Big River Reports $211.5m Revenue, 17.5% EBITDA Growth Half-on-Half

Big River Industries reports a 3.3% revenue decline in 1H FY25 but shows signs of operational resilience and strategic progress amid challenging market conditions.

  • 1H FY25 revenue down 3.3% to $211.5 million
  • EBITDA margin improves 17.5% from prior half despite market downturn
  • Non-cash $20 million impairment on intangible assets recorded
  • Interim dividend declared at 2.0 cents per share, fully franked
  • Operational efficiencies and strategic initiatives underway to drive future growth
An image related to Big River Industries Limited
Image source middle. ©

Revenue and Profitability Trends

Big River Industries Limited (ASX: BRI) released its half-year results for the period ending 31 December 2024, revealing a nuanced performance amid a softening market environment. The Group reported revenue of $211.5 million, a 3.3% decline compared to the prior corresponding period (pcp), and a 9.0% decrease on a like-for-like basis excluding the SLQ acquisition. Despite this top-line contraction, the company’s EBITDA before significant items stood at $14.8 million, down 26% year-on-year but up 17.5% compared to the second half of FY24, suggesting operational momentum is building.

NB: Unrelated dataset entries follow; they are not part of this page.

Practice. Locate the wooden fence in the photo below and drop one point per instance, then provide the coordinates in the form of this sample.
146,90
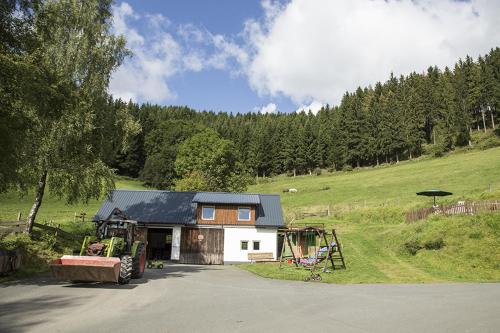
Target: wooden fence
19,226
466,208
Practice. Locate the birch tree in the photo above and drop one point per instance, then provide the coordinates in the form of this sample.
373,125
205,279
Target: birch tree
75,56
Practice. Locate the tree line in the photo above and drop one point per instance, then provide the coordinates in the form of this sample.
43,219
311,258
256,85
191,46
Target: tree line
59,126
388,122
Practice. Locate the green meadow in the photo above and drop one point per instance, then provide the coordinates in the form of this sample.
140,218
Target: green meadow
367,208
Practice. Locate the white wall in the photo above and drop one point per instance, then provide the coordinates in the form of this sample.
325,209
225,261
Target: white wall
234,235
176,243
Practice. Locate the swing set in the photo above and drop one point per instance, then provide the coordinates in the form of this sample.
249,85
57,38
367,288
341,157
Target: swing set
310,248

The gross profit margin remained stable relative to the prior year but improved by 76 basis points from the previous half, driven by disciplined pricing strategies, supplier consolidation, and a more favourable sales mix. These factors underscore management’s focus on margin enhancement even as revenue pressures persist.

Market Dynamics and Segment Performance

The results reflect ongoing challenges in the residential construction sector, particularly in New South Wales and Victoria, where demand softness impacted the Construction division, which saw a 9.2% revenue decline. Conversely, the Panels division experienced a 10.7% revenue increase, buoyed by the SLQ acquisition and growth in bespoke panel products. Regional performance was mixed, with Queensland, South Australia, and Western Australia showing strength, while New Zealand’s market outlook improved following recent interest rate cuts.

Big River’s strategic emphasis on differentiated market segments, including commercial projects and medium-density housing, helped offset some residential softness. The company’s investment in pricing training and operational efficiencies appears to be paying dividends, as evidenced by sequential revenue and profit growth from the prior half.

Balance Sheet and Cash Flow Management

Financial discipline remains a cornerstone of Big River’s approach. The Group maintained a strong balance sheet with a working capital to revenue ratio of 17.7%, slightly higher than the prior year but within target ranges. Inventory levels were carefully managed, and debtor days improved from 39 to 37, reflecting tighter credit control. The gearing ratio increased modestly to 22.8% due to asset financing but remains comfortably below the company’s threshold, preserving flexibility for future growth initiatives.

Cash conversion was robust at 78.4%, supporting the Board’s decision to declare a fully franked interim dividend of 2.0 cents per share, signaling confidence in ongoing cash flow generation despite market headwinds.

Impairment and Strategic Outlook

In response to the prolonged downturn in the housing market, Big River recorded a non-cash impairment charge of $20 million against intangible assets. While this impacts statutory profit, management emphasizes that it does not affect operational cash flow or the company’s strategic trajectory.

Looking ahead, Big River remains committed to its growth strategy, focusing on organic expansion, acquisitions, and unlocking synergies through system integration projects like the Fusion ERP rollout. The Group anticipates continued market challenges in the short term but is optimistic about medium-term prospects, particularly in Queensland and New Zealand, supported by demographic trends and government housing initiatives.

Operational initiatives such as supplier consolidation, pricing discipline, and workforce development are expected to underpin margin improvements and sustainable growth. The company’s active pursuit of value-accretive acquisitions further positions it to capitalize on evolving market opportunities.

Bottom Line?

Big River’s disciplined execution and strategic investments position it to weather near-term challenges and capture growth as markets stabilise.

Questions in the middle?

  • How will Big River’s impairment charge influence investor sentiment and future capital allocation?
  • What is the timeline and expected impact of the Fusion ERP system integration on operational efficiency?
  • How will regional market variations, especially in New Zealand and Queensland, shape Big River’s revenue growth in FY26?